Three hundred and fifty million people live with an undiagnosed disease worldwide and three quarters of them are children.
Having an undiagnosed disease leaves many questions unanswered for families – what treatment is available, will medication help, how can the disease be managed, is it hereditary, what does the future hold?
To have a diagnosis is to have an answer – it solves the riddle for that child and family – but determining the diagnosis is like finding a needle in a haystack.
Genome sequencing – determining the entirety of a person’s DNA sequence – can provide answers for around 40 per cent of children and adults with an undiagnosed disease. For the 60 per cent who do not receive a diagnosis, new ways and collaborations are needed to find a diagnosis to open up treatment options and potentially find cures for these people.
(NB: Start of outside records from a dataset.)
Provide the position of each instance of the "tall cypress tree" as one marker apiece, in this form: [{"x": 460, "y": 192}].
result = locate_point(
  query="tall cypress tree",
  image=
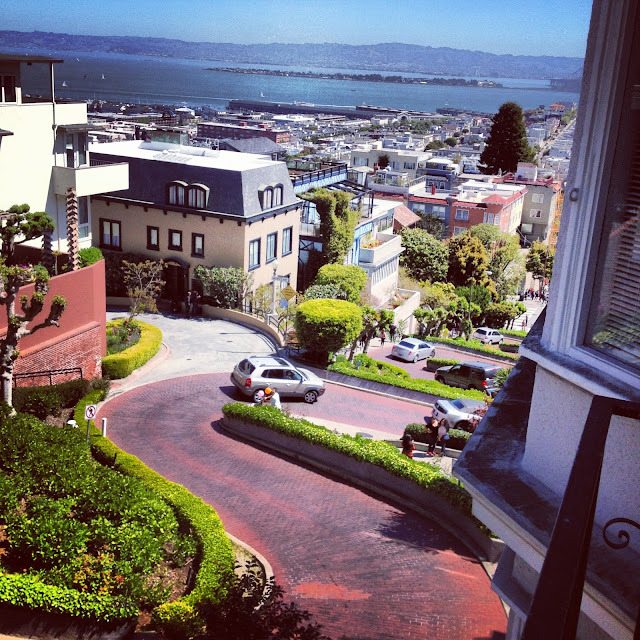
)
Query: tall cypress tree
[{"x": 507, "y": 144}]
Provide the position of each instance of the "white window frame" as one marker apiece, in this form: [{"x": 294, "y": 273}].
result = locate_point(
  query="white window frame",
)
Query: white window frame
[{"x": 563, "y": 349}]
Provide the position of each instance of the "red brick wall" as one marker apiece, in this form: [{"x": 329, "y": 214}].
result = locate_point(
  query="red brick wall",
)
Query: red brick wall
[{"x": 80, "y": 340}]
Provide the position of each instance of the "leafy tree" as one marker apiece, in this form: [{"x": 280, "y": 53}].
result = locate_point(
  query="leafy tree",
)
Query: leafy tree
[
  {"x": 19, "y": 226},
  {"x": 424, "y": 256},
  {"x": 350, "y": 279},
  {"x": 468, "y": 261},
  {"x": 507, "y": 144},
  {"x": 250, "y": 612},
  {"x": 144, "y": 284},
  {"x": 337, "y": 222},
  {"x": 432, "y": 225},
  {"x": 225, "y": 286},
  {"x": 324, "y": 292},
  {"x": 324, "y": 326},
  {"x": 540, "y": 260}
]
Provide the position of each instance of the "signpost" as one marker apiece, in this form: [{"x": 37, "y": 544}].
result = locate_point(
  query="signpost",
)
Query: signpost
[{"x": 90, "y": 412}]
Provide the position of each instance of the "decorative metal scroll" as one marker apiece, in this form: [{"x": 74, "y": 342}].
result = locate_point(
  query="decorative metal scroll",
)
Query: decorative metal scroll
[{"x": 623, "y": 535}]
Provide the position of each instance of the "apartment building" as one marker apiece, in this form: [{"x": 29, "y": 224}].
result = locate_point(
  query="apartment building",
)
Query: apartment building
[
  {"x": 553, "y": 467},
  {"x": 191, "y": 206}
]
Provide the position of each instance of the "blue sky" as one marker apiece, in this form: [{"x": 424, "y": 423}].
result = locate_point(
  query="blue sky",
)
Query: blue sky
[{"x": 543, "y": 27}]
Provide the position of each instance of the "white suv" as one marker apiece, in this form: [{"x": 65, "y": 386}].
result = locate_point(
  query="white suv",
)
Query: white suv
[{"x": 488, "y": 336}]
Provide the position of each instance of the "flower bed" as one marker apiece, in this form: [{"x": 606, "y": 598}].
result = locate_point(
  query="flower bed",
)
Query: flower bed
[{"x": 122, "y": 364}]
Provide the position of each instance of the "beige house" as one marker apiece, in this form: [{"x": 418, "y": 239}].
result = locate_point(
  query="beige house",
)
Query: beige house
[{"x": 190, "y": 206}]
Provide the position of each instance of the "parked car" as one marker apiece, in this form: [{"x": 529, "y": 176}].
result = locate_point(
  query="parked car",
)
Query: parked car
[
  {"x": 470, "y": 375},
  {"x": 458, "y": 413},
  {"x": 488, "y": 336},
  {"x": 256, "y": 373},
  {"x": 412, "y": 350}
]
It is the hope of a diagnosis that sparked the idea for the world’s first Undiagnosed Hackathon, bringing together 95 participants from 28 countries and six continents at the Karolinska University Hospital in Sweden. Through an international melding of multi-disciplinary minds, the aim was to uncover previously undiagnosed diseases for 11 children and two adults from around the world.
The invited clinicians, geneticists, bioinformaticians, molecular biologists, scientists, data developers and AI specialists would work together for 48 hours sifting through extensive volumes of data, analysing genetic profiles, and talking with families and their clinicians.
Among them was Precision Health Program Head Timo Lassmann, Honorary Research Fellow Professor Gareth Baynam, and Dr Tudor Groza from Perth Children’s Hospital.
With the patients at the core of the hackathon, experts were split into five teams and tasked with the challenge of solving individual cases. The intense, time-bound collaboration fuelled accelerated problem-solving, allowed innovation to thrive and sparked cross-pollination of ideas and creative solutions that would not have been possible otherwise.
Across the two days, the expert teams were able to analyse 10 of the 13 patients, with four receiving a diagnosis, another four given possible diagnoses that would need more analysis, and two whose cases remained unsolved.
Associate Professor Lassmann said the hackathon success was a testament to the power of open science and collaboration with international colleagues.
“It was fantastic to be part of a patient-driven effort to provide a diagnosis to children suffering from an undiagnosed condition. The power of open science, sharing of data unencumbered by institutional and other policies will have long-lasting impacts well beyond the event itself,” Associate Professor Lassmann said.
Professor Baynam, who is also Medical Director of the Rare Care Centre, said it was incredible to help solve medical mysteries for children, and in doing so create new ways to help thousands more.
“The Undiagnosed Hackathon is global kindness in action,” Professor Baynam said.
“Together, expert scientists from around the world gathered to generate new solutions and new partnerships to help some of the most vulnerable children on our planet. The answers produced will bring so many children out of the dark clouds of uncertainty.”
Upon returning home to Perth, our researchers continued to volunteer their time and expertise to work on resolving the remaining cases.
“For children and families, a diagnosis provides a prognosis,” Associate Professor Lassmann said. “It helps them know what to expect and gives them ideas about what the future holds. A diagnosis gives them answers.”
The Undiagnosed Hackathon was organised by the Wilhelm Foundation, Karolinska Institutet, Karolinska University Hospital, and software company Phenotips.
Google Open Source Peer Bonus
In 2023, Associate Professor Timo Lassmann received Google's Open Source Peer Award for his work on Kalign, an algorithm he developed 23 years ago as a first-year PhD student. Kalign, now freely accessible to scientists everywhere, has since helpd build a breakthrough artificial intelligence method used to accurately predict the shape of thousands of proteins.